In 1994, some 800,000 men, women, and children were systematically and savagely butchered when warfare erupted between rival ethnic tribes in Rwanda. World leaders anticipated that it was likely to happen, yet nothing effective was done to prevent it. That such horrors could occur, despite the lessons we should have learned from the Holocaust, remains another odious stain on our civilization. With none of their own vital interests at stake, nations responded too slowly and meagerly to avert the genocide. Activated by public outrage, the Security Council quickly created another special tribunal, the International Military Tribunal for Crimes Committed in Rwanda (ICTR)—similar to the ICTY. Like its predecessor for Yugoslavia, the Rwanda court had only a very limited reach. Chief Prosecutor Richard Goldstone, a renowned South African jurist, was given jurisdiction over both courts to ensure uniformity of practice—and to save costs, and possibly lives. When he once gave me a lift in his armored car in The Hague, he explained that his driver was required to race at breakneck speed to limit security risks. Keeping one eye on crimes in Yugoslavia and another eye on crimes in Rwanda, all while trying to avoid being assassinated, is probably bad for the eyes as well as the blood pressure.
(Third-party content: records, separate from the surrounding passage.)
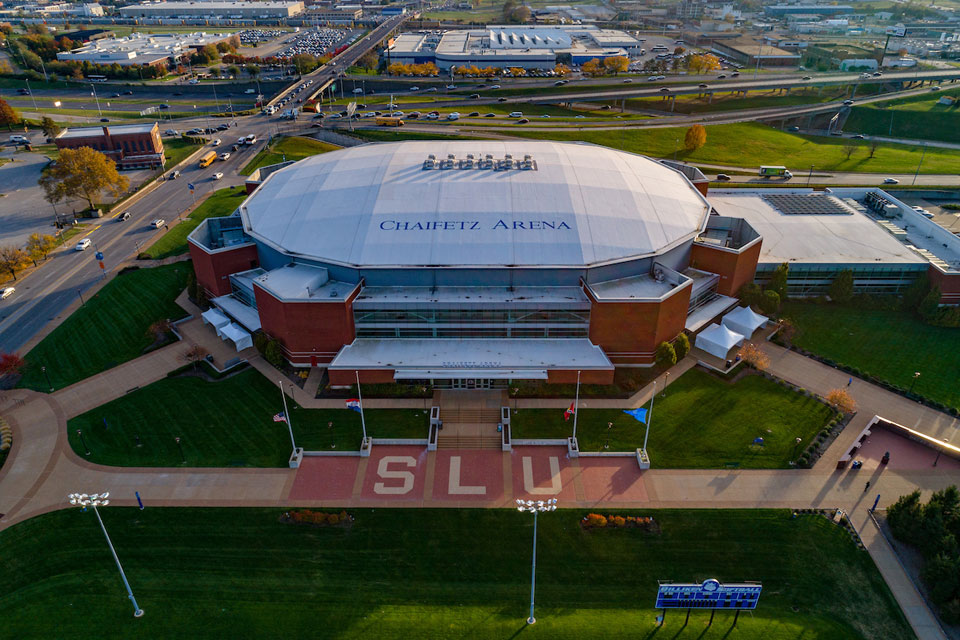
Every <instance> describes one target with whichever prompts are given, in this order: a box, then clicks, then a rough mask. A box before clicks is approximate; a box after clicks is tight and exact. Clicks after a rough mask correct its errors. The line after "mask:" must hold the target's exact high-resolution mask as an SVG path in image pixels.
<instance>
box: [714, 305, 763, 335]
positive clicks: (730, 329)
mask: <svg viewBox="0 0 960 640" xmlns="http://www.w3.org/2000/svg"><path fill="white" fill-rule="evenodd" d="M767 320H768V318H767V317H766V316H761V315H760V314H759V313H756V312H755V311H754V310H753V309H751V308H750V307H737V308H736V309H734V310H733V311H731V312H730V313H728V314H727V315H725V316H723V320H722V321H721V324H723V326H725V327H726V328H728V329H730V330H731V331H734V332H736V333H739V334H742V335H744V336H752V335H753V332H754V331H756V330H757V329H759V328H760V327H762V326H764V325H765V324H767Z"/></svg>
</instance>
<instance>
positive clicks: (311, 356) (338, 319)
mask: <svg viewBox="0 0 960 640" xmlns="http://www.w3.org/2000/svg"><path fill="white" fill-rule="evenodd" d="M253 290H254V293H255V295H256V298H257V309H258V311H259V312H260V324H261V326H262V328H263V330H264V332H266V333H267V335H269V336H270V337H271V338H274V339H276V340H278V341H279V342H280V345H281V346H282V347H283V350H284V352H285V354H286V356H287V359H288V360H289V361H290V362H291V363H293V364H303V365H310V364H313V363H316V364H321V365H322V364H329V363H330V361H331V360H333V357H334V356H335V355H337V352H338V351H340V349H341V348H342V347H343V346H344V345H347V344H350V343H351V342H353V339H354V337H355V332H354V329H353V297H354V296H351V297H350V298H349V299H348V300H347V301H335V302H281V301H280V300H278V299H277V298H275V297H274V296H273V295H271V294H269V293H267V292H266V291H264V290H263V289H262V288H261V287H260V286H258V285H256V284H254V286H253ZM391 380H392V378H391Z"/></svg>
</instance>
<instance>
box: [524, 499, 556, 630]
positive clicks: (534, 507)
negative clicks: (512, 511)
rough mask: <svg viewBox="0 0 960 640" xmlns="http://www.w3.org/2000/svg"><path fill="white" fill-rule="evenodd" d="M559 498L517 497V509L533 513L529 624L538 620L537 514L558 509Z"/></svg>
mask: <svg viewBox="0 0 960 640" xmlns="http://www.w3.org/2000/svg"><path fill="white" fill-rule="evenodd" d="M556 510H557V499H556V498H550V499H549V500H546V501H544V500H537V501H533V500H520V499H519V498H518V499H517V511H519V512H520V513H532V514H533V564H532V566H531V568H530V617H529V618H527V624H533V623H535V622H536V621H537V619H536V618H534V617H533V600H534V594H535V593H536V588H537V514H539V513H540V512H541V511H556Z"/></svg>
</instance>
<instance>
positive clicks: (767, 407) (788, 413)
mask: <svg viewBox="0 0 960 640" xmlns="http://www.w3.org/2000/svg"><path fill="white" fill-rule="evenodd" d="M645 406H646V407H647V408H648V409H649V407H650V404H649V403H647V405H645ZM835 415H836V412H835V411H834V410H833V409H831V408H830V407H828V406H827V405H826V404H824V403H823V402H821V401H820V400H818V399H817V398H815V397H812V396H808V395H805V394H802V393H798V392H797V391H795V390H793V389H791V388H789V387H787V386H785V385H782V384H779V383H777V382H775V381H773V380H770V379H767V378H765V377H763V376H759V375H754V374H751V373H747V374H744V375H742V377H739V378H738V379H737V380H736V381H735V382H728V381H726V380H723V379H721V378H719V377H717V376H715V375H713V374H711V373H707V372H705V371H702V370H699V369H691V370H690V371H688V372H687V373H685V374H683V375H682V376H680V377H679V378H678V379H677V380H675V381H673V382H672V383H671V384H670V386H668V387H667V389H666V390H665V391H663V390H660V391H659V392H658V393H657V397H656V399H655V402H654V405H653V413H652V417H651V423H650V438H649V441H648V443H647V450H648V451H649V452H650V459H651V463H652V464H653V466H654V467H655V468H658V469H663V468H683V469H719V468H723V467H724V466H725V465H728V464H736V465H737V466H739V467H742V468H754V469H783V468H789V467H790V462H791V461H792V460H796V459H797V456H798V455H799V454H800V453H802V452H803V450H804V449H805V448H806V447H807V446H808V445H809V444H810V443H811V441H812V440H813V439H814V437H816V436H817V434H818V432H820V431H821V430H823V429H824V428H825V426H826V425H827V423H828V422H829V421H830V420H831V419H832V418H833V417H834V416H835ZM572 430H573V420H572V419H570V420H568V421H564V416H563V411H562V410H560V409H520V411H517V412H515V413H514V414H513V415H512V416H511V424H510V435H511V437H512V438H513V440H514V441H516V440H522V439H548V438H549V439H552V438H565V437H567V436H570V435H571V434H572ZM645 432H646V425H645V424H643V423H642V422H639V421H637V420H636V419H635V418H634V417H633V416H630V415H628V414H626V413H624V411H623V410H622V409H584V408H581V409H580V411H579V414H578V416H577V441H578V443H579V445H580V450H581V451H585V452H597V451H622V452H633V451H635V450H636V449H638V448H641V447H643V438H644V434H645ZM757 438H763V444H762V445H761V444H755V441H756V439H757ZM797 438H800V439H801V442H800V444H797V441H796V439H797Z"/></svg>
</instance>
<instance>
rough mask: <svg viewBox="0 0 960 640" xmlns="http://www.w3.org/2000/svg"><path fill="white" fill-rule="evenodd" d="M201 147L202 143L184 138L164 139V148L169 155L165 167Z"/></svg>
mask: <svg viewBox="0 0 960 640" xmlns="http://www.w3.org/2000/svg"><path fill="white" fill-rule="evenodd" d="M199 148H200V145H198V144H194V143H192V142H190V141H189V140H184V139H183V138H167V139H166V140H164V141H163V150H164V153H165V155H166V156H167V162H166V163H165V164H164V167H163V168H164V169H169V168H170V167H172V166H174V165H175V164H178V163H179V162H180V161H182V160H183V159H184V158H186V157H187V156H189V155H190V154H191V153H193V152H194V151H196V150H197V149H199Z"/></svg>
While participating in an international conference in Paris around 1995, I met the Minister of Justice of Rwanda, a charming chap named Nteselyayo, or something like that. His first name was even less pronounceable. We agreed that I could call him “Yo-Yo.” We conversed in English and in French, but I was often not sure which language was being spoken, and I am sure that he shared the same doubts. He invited me to go back home with him to advise his government about what to do with over 100,000 Rwanda genocidaires, those who had participated in the wholesale slaughter of their neighbors when, in the name of self-defense, Hutu turned on Tutu, and Tutu turned on Hutu and vice versa. I said I would have to consult with my good wife. When I phoned my spouse and asked whether she would care to join me in a trip to Kigali, Gertrude replied, “Where is Kigali?” My answer, “Oh, that’s in Tanzania.” “Where is Tanzania?” “Oh, that’s in Africa, next to Rwanda and they are holding a hundred thousand Rwandan murderers and don’t know what to do with them,” came my bland response. “Are you crazy?” Following the wise judgment of “she who must be obeyed,” I never got to Kigali.
The establishment of the temporary international criminal tribunals for crimes against humanity committed in Yugoslavia and Rwanda were both important steps forward. But these two Security Council courts were only temporary—ad hoc, as lawyers like to say. These courts had only limited jurisdiction and did not apply equally to everyone. To avoid the immunity from prosecution that Heads of State and others had enjoyed in the past, all government leaders must know that, in the future, they will be answerable for the crimes they plan or perpetrate. What was still needed was a permanent court with broader authority to hold accountable those leaders responsible for massive criminality whenever and wherever the crimes occurred. The unreachable had not yet been reached. But we were on the way!